By Abraham Nachbaur, nachbaur
>> Instant Messaging
has become an integral part of college life and residential
communities; whether for better of for worse, however,
is the subject of heated debate. From my research I
have concluded that IM supplements traditional forms
of communication and is, therefore, for the better.
By extending the real space community into the world
of cyberspace, IM strengthens the bonds between peers.
Rather than promote emotional loneliness and isolation,
IM allows students to communicate with one other more
often and to build stronger relationships with people
they might not otherwise converse with on a regular
basis. Some psychologists and leading Internet researchers,
however, fear that online interaction detracts from
face-to-face interaction and weakens community ties.
For instance, LaGesse presents the common worry that
"friends and coworkers are losing the warmth of
personal interaction, and IM-ing will cause us to further
neglect the power of personal cues--the winks, nods,
and voice tones that give nuance to our dialogue"

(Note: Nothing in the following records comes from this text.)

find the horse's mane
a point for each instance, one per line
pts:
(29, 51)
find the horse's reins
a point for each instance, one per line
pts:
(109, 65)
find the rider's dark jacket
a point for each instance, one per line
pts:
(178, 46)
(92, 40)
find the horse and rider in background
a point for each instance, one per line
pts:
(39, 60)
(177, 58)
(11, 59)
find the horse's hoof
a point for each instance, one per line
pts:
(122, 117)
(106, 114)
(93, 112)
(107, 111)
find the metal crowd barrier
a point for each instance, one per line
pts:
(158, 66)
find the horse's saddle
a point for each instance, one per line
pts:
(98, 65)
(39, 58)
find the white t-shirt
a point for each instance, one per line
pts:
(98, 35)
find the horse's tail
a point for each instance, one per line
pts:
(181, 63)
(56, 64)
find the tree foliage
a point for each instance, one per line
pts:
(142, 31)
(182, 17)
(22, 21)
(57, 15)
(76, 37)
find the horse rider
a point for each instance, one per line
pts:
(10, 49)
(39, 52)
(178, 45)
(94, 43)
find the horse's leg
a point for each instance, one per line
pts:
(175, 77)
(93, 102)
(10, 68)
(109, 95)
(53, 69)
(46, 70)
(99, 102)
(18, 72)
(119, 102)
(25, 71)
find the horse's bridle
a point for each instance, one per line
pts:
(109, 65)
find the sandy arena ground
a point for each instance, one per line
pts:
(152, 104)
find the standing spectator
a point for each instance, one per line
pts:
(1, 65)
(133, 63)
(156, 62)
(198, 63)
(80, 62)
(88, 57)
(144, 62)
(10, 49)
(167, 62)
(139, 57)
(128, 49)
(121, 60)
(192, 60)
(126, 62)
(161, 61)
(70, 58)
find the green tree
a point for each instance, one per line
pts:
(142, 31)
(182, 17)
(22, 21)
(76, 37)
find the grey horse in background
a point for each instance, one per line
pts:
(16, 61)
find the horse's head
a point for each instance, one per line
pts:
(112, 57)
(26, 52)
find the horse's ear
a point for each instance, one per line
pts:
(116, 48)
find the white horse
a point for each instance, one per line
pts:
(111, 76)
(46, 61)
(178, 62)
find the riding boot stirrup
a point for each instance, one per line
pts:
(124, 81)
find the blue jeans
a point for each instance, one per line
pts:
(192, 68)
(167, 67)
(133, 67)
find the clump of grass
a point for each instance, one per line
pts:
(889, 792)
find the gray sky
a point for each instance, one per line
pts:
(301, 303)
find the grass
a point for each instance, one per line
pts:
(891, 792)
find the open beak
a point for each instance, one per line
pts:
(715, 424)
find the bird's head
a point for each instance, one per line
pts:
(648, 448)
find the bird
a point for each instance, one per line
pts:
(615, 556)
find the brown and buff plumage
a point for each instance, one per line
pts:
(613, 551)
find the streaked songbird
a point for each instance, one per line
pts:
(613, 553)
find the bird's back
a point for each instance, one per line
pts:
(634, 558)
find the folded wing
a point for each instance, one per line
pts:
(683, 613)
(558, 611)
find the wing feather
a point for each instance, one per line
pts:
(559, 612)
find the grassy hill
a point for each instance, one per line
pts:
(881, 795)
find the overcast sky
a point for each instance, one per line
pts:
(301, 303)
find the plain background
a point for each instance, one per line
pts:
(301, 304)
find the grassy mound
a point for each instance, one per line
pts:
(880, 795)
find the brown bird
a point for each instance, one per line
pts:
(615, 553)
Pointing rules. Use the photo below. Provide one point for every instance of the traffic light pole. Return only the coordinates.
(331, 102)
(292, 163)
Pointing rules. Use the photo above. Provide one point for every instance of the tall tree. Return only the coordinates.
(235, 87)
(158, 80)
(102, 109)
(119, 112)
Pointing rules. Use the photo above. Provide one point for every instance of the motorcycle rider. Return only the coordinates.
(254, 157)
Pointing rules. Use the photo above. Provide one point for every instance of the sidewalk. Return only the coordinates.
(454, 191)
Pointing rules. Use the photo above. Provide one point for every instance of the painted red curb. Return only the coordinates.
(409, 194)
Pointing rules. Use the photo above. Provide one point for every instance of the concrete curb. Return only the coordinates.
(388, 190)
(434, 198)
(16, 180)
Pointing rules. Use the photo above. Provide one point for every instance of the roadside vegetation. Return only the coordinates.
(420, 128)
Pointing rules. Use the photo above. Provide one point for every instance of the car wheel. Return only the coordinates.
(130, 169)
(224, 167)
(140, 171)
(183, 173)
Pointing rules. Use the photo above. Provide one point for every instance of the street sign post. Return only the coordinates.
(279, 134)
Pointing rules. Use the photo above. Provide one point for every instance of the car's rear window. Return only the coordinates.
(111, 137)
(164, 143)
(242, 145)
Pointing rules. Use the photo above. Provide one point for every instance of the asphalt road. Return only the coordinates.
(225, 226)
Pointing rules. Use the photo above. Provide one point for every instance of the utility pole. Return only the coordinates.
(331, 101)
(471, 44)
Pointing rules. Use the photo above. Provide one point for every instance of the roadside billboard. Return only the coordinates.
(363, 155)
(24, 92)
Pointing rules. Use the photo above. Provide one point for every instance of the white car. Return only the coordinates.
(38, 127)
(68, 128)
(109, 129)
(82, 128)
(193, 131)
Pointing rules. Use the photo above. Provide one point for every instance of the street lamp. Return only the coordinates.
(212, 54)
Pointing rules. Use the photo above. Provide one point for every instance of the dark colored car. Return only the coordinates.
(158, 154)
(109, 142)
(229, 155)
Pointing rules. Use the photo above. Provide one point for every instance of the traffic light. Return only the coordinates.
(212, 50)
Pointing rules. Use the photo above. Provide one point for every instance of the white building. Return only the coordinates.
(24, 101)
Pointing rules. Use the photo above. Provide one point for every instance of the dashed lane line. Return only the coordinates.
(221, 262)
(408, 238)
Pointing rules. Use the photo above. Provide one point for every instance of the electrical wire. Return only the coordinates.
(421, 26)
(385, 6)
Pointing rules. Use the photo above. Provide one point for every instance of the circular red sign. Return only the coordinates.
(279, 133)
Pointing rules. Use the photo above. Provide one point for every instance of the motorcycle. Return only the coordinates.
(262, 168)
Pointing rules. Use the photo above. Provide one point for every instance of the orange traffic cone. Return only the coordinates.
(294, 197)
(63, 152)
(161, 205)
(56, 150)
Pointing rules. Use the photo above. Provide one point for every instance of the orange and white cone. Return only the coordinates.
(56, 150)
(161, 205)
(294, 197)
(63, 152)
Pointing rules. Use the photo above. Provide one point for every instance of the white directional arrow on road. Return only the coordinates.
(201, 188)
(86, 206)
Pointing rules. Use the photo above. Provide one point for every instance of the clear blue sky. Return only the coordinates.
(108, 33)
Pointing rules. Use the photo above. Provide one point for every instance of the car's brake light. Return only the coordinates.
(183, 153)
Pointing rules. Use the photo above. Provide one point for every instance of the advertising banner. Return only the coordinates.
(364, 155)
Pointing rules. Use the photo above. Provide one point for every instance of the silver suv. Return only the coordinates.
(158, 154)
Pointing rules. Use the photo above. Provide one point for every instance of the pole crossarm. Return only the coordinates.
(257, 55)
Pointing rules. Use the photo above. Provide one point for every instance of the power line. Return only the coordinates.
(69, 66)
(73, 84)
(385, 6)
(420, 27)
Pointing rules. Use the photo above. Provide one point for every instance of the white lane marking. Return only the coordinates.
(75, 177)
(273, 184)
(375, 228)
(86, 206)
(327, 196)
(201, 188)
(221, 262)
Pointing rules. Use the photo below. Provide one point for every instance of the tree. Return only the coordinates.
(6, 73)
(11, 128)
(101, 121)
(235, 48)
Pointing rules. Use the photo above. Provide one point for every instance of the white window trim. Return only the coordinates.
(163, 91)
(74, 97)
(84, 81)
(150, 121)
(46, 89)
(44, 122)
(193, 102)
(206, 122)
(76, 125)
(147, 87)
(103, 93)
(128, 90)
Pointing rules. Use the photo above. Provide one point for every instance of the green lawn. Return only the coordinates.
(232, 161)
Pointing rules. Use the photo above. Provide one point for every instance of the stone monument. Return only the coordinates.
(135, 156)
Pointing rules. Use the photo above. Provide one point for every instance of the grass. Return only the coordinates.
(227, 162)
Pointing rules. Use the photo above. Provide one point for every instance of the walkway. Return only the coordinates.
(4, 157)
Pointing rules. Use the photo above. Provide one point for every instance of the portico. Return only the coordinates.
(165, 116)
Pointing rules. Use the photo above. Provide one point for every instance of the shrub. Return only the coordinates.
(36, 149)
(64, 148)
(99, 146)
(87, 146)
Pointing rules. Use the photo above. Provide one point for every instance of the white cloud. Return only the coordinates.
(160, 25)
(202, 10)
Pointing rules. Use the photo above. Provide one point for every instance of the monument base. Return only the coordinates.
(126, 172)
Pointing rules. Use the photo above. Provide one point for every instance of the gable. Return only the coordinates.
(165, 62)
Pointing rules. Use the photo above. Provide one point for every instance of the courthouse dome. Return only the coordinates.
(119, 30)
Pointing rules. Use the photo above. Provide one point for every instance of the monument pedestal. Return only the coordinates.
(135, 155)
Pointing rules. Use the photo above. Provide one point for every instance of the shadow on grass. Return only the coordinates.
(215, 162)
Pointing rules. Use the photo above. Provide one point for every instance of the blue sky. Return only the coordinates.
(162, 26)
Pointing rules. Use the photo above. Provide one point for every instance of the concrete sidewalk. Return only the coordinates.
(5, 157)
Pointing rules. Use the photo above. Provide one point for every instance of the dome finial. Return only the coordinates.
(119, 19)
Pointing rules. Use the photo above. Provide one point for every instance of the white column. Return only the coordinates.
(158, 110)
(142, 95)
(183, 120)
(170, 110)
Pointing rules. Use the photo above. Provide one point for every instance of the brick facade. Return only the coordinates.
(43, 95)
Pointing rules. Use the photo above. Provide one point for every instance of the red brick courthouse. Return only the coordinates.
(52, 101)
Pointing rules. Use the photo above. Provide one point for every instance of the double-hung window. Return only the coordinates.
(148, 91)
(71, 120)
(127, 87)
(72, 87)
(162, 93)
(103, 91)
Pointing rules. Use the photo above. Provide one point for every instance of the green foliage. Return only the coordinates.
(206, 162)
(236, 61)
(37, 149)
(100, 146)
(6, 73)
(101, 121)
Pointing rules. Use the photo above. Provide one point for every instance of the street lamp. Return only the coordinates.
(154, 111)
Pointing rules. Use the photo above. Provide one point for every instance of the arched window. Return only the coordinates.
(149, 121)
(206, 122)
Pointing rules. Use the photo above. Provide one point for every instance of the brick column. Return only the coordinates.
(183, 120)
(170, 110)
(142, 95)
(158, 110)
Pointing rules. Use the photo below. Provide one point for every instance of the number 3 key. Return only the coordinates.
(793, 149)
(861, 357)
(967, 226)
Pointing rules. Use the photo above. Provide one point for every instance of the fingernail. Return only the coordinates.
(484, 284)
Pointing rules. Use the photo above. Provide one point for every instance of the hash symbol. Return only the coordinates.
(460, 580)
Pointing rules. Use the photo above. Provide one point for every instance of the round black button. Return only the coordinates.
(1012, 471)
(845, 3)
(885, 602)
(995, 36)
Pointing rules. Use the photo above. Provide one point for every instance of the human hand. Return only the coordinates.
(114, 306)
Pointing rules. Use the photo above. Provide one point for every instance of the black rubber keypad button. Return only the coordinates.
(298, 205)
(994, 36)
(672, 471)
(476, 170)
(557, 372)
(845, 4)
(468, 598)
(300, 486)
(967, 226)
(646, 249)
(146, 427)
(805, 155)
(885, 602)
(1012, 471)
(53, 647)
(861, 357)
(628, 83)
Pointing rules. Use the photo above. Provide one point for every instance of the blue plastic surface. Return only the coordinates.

(2001, p. 56). Whether beneficial or harmful, IM is
nonetheless a ubiquitous aspect of student life.
>> With the data
collected from 120 participants and current research
on IM, I will dissect three main uses of IM--chatting,
flirting, and leaving and retrieving messages--and highlight
the extent to which it has become an integral aspect
of student life in each area. By supplementing many
forms of traditional communication, online interaction
further facilitates the formation and maintenance of
relationships and community cohesiveness.